02 de abril de 2018
02.04.2018

Llegan las cápsulas de café que se desintegran sin dejar huella

La asturiana Oquendo comienza a fabricar unos envases que son compostables

02.04.2018 | 01:38
Rafael Piñera, con algunas de las nuevas cápsulas compostables.

Cada año se producen en el mundo entre quince y veinte mil cápsulas de café que, una vez usadas, acaban de forma irremediable en la basura. Grano a grano y cápsula a cápsula, estos residuos se están convirtiendo en un problema medioambiental de primer orden. Los minúsculos recipientes están fabricados a base de aluminio y plástico, dos elementos que garantizan la durabilidad del producto pero que a cambio son difíciles de reciclar. Una compañía asturiana quiere ahora poner su granito para poder ir frenando el problema. La cafetera Oquendo ensambla en su fábrica del polígono de Asipo (Llanera) unas cápsulas compostables. Es decir, que son capaces de degradarse por completo hasta convertirse en abono. Una línea de negocio a la que han bautizado como Oquendo Natura.
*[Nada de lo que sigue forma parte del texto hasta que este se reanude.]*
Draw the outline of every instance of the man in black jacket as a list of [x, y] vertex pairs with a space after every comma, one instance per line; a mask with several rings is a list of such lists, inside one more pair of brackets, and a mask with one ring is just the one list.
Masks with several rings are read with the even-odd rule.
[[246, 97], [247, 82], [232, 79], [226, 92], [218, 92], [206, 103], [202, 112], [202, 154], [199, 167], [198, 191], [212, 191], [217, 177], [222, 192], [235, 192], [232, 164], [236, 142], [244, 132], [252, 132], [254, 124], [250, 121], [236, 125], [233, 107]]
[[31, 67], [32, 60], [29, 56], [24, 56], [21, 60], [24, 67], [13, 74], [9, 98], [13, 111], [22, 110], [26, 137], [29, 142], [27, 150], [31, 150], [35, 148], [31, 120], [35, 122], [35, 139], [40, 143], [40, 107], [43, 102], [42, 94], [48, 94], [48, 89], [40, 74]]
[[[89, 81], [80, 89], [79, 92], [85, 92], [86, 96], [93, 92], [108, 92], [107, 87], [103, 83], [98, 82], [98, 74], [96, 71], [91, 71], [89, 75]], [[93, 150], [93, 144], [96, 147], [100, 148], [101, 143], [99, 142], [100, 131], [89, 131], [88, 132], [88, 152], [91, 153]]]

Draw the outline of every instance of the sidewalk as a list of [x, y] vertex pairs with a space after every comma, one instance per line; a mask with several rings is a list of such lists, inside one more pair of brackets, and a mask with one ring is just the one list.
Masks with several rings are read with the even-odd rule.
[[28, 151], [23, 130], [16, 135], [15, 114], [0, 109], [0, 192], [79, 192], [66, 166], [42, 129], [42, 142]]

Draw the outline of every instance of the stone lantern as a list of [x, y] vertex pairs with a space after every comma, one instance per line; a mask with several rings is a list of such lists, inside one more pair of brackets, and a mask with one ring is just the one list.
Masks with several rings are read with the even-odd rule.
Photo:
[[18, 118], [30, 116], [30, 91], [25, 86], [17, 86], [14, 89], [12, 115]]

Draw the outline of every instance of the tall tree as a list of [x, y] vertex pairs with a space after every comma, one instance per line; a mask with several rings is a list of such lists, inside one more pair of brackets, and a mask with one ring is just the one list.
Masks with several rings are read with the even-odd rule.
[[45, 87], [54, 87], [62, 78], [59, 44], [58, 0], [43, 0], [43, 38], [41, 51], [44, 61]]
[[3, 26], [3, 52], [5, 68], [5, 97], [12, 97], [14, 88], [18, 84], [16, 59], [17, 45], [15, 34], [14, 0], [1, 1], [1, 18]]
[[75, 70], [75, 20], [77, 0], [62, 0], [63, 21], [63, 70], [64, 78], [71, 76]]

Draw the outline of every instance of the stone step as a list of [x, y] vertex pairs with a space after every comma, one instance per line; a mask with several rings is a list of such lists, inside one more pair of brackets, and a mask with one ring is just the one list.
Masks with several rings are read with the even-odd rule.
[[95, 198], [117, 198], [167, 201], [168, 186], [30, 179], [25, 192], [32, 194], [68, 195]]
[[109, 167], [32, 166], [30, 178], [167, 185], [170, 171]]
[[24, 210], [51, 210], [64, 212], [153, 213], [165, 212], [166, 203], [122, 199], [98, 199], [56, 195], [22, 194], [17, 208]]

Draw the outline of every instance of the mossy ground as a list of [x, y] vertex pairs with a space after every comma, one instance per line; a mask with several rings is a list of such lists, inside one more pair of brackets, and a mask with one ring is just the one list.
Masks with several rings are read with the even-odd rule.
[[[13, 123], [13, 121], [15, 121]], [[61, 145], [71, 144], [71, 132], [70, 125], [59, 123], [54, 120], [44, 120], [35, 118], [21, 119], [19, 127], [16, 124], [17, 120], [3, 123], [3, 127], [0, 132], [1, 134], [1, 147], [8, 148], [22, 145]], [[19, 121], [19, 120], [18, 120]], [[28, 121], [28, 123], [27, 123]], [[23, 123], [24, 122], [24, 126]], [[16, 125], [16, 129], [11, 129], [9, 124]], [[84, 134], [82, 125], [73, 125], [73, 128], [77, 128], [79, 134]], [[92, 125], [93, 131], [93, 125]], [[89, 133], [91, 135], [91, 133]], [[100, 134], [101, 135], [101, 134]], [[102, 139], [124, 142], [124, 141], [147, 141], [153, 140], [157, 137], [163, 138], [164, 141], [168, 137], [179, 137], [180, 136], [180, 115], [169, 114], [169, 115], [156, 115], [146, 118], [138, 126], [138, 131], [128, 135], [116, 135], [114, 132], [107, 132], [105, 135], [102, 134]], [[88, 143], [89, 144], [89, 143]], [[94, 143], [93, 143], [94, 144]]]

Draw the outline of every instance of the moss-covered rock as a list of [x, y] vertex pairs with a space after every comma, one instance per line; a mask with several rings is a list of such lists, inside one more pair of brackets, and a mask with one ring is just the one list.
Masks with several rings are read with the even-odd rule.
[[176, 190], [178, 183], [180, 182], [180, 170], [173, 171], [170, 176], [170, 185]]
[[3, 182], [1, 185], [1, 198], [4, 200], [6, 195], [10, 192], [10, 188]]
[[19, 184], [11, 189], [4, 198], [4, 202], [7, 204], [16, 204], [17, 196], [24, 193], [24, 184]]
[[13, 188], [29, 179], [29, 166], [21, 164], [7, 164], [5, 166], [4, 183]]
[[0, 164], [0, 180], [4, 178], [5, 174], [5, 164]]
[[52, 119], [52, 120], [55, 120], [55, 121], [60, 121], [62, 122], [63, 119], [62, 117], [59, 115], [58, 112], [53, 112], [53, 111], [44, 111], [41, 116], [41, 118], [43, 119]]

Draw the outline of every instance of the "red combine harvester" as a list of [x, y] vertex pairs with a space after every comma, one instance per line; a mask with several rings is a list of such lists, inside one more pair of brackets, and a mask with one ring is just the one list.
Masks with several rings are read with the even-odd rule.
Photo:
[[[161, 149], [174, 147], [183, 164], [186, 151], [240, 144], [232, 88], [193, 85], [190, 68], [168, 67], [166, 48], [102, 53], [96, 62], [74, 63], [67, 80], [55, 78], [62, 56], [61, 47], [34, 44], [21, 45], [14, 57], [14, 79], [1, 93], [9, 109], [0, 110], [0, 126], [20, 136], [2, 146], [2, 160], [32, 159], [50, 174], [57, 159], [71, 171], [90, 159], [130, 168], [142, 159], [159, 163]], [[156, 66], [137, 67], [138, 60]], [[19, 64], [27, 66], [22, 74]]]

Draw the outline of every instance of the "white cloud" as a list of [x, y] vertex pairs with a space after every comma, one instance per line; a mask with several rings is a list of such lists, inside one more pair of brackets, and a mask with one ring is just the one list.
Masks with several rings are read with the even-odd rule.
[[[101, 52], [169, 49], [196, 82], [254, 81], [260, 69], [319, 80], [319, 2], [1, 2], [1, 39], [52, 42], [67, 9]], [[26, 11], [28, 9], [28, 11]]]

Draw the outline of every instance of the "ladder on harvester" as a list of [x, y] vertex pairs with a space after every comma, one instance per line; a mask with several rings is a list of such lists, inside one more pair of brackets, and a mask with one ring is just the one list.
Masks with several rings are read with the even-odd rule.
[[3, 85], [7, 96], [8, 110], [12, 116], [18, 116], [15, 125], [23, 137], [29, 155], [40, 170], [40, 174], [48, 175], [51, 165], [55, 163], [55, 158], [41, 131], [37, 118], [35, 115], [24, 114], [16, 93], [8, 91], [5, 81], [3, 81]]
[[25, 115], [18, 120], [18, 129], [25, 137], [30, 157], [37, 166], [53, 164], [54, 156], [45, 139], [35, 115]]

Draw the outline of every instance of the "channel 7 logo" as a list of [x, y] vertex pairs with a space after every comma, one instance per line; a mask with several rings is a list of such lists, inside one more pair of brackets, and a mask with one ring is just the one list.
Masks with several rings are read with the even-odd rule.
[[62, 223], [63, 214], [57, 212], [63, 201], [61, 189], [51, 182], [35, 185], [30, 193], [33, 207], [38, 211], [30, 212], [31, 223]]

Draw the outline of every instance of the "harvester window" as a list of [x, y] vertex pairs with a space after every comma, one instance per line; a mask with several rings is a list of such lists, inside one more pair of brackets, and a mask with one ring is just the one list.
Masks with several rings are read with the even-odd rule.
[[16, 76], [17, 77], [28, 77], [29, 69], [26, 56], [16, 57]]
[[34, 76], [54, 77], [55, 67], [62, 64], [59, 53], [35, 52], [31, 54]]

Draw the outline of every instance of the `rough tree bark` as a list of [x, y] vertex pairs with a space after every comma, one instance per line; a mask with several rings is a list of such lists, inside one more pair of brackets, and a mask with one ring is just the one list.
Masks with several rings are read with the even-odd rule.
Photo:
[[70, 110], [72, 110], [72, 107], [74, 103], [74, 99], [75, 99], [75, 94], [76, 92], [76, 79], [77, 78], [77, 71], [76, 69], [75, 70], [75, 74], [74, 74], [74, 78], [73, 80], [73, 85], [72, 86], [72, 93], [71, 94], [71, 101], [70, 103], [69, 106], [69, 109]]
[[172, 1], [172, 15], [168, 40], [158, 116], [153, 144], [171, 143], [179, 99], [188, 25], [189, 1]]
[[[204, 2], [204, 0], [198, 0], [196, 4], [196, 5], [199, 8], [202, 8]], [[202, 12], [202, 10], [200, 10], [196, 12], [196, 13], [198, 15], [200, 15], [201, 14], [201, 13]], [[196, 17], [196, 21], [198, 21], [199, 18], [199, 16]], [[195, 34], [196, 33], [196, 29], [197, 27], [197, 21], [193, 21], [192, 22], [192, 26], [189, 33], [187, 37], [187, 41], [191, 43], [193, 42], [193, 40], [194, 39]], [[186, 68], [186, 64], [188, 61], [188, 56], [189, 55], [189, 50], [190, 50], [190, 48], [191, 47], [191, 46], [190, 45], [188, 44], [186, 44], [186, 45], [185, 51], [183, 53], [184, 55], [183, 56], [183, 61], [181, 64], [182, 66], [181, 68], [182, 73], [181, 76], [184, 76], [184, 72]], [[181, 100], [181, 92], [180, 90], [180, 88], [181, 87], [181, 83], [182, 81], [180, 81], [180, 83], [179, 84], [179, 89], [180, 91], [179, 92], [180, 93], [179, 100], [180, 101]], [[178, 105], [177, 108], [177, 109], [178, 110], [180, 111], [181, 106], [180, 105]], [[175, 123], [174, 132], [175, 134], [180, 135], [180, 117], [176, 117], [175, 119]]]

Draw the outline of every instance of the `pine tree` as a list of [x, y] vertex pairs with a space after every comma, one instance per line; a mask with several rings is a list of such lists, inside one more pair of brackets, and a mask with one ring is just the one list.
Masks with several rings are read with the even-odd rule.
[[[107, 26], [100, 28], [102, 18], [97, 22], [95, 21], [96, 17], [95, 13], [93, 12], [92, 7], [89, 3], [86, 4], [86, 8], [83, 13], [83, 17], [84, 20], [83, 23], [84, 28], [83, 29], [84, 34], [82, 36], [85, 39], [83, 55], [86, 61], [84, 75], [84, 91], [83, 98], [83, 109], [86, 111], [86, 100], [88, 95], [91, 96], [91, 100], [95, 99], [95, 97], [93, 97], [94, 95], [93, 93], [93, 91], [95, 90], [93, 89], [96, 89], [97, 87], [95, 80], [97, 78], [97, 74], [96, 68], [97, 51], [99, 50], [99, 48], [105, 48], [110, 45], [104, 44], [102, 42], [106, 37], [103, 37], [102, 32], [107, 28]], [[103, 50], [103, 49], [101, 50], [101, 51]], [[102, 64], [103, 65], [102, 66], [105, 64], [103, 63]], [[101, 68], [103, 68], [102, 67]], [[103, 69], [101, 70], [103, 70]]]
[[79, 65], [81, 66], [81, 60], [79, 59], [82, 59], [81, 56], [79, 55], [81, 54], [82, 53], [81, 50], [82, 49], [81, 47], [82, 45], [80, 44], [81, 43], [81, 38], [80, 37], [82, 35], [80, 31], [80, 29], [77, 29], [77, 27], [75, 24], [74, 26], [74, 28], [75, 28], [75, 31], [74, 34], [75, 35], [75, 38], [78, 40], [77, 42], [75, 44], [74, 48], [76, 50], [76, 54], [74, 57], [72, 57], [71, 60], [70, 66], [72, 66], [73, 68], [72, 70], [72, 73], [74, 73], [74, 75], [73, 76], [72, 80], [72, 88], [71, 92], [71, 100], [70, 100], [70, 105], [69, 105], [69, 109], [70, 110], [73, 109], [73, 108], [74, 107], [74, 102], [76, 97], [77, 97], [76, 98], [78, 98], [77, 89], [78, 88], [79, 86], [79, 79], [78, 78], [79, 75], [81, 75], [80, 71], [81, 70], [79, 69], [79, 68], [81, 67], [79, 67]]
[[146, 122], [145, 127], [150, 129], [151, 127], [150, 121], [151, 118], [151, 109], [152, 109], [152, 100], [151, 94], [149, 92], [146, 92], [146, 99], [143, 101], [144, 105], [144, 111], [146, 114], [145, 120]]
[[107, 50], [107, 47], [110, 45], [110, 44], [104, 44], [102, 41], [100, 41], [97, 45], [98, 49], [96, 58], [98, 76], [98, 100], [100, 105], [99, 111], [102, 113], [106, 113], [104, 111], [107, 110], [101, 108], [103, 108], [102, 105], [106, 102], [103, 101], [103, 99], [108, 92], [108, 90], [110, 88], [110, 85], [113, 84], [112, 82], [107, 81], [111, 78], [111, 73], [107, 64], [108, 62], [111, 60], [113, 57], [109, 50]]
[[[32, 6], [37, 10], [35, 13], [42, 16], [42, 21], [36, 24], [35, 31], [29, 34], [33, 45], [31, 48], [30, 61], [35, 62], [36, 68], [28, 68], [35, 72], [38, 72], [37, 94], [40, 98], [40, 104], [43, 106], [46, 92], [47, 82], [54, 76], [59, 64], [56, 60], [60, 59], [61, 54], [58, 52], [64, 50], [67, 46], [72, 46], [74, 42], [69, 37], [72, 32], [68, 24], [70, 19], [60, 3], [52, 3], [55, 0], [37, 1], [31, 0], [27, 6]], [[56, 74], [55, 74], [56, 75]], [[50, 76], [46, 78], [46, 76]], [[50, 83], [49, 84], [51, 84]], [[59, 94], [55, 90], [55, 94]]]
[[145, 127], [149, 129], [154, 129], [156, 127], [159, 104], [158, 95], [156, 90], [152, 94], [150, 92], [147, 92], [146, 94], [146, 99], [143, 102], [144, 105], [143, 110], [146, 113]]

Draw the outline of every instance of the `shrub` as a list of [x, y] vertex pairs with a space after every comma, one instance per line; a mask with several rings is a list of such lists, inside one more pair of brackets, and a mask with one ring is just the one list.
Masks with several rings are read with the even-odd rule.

En España, si cabe el problema es aún más grave, porque está en el selecto club de los tres países que más café en cápsulas consume del mundo. Comparte el podio con la vecina Francia y con Estados Unidos. Pero aún hay más. Cada una de ellas pesa unos seis gramos y sólo la mitad lo representa el café propiamente. El resto es el envoltorio. Gramo a gramo, cada año se producen en el mundo unos 580 millones de estas cápsulas, según señala el gerente de la compañía asturiana, Rafael Piñera. Son tantos envoltorios que así puestos en fila india podría dar la vuelta al mundo dos veces.

El ingenio de la compañía asturiana, cuyo producto ya está comercializando en varios grandes centros de distribución, le ha valido a Oquendo para ganar, a principios de 2018, un premio como mejor producto del año que se concede tras la votación de 10.000 consumidores. La idea surgió gracias a la concienciación de la empresa con este problema y a base de probar y probar de la mano de su fabricante de las cápsulas, una compañía italiana, hasta que dieron con la solución que les dejó satisfechos.

La mayor parte de estos mini-envases para el café, que tanta popularidad han tomado durante los últimos años, están hechas a base de aluminio y, mayoritariamente, de plásticos. Son así, por varias razones. Una, por su puesto, de índole económica. Pero, argumenta Piñera, porque también tienen unas propiedades especiales que permiten una mejor conservación del producto. A cambio está el grave inconveniente de los perjuicios que pueden causar al medio ambiente.

Añadido a todo esto, ocurre también que no hay sistemas de reciclaje que estén preparados para procesar estas cápsulas porque, explica el gerente de Oquendo, son demasiado pequeñas. Ante esto algunas marcas han promovido puntos de reciclaje específicos para este tipo de envases en algunas localidades españolas. Pero no han tenido demasiada aceptación, debido a que muchos de estos envoltorios combinan el aluminio con el plástico, lo que obliga a los consumidores a tener que separar ambos elementos y tirar cada uno de ellos en su respectivo contenedor. Eso lleva un esfuerzo y obliga al usuario a implicarse de forma activa en el proceso, de ahí el escaso eco de esa medida.

La solución que plantea ahora Oquendo permite reducir al mínimo el impacto ambiental de unos envoltorios que han conseguido que sean compostables, ya que están fabricados mediante productos orgánicos. Lo que no es lo mismo que biodegradables, ni reciclables, señala Piñera. La principal diferencia es que los primeros son capaces de convertirse en abono orgánico en un plazo nunca superior a los tres meses. Ahora su lucha es conseguir que este nuevo producto, que llevan comercializando desde primeros de año, no caiga en las estanterías de los supermercados de los llamados productos "bio" y vaya junto a las otras marcas de café, para evitar esa primera criba de consumidores, señala Piñera.

El negocio de las cápsulas de café supone ya el 20% del total del negocio de Oquendo. La compañía asturiana hizo el año pasado una importante inversión para ampliar sus instalaciones en el polígono de Silvota, en Llanera, dado el crecimiento que está experimentando su actividad. Hace tiempo que la compañía se lanzó a exportar y ha conseguido hacer negocios en Oriente Medio, Estados Unidos y en países europeos como Alemania y Reino Unido.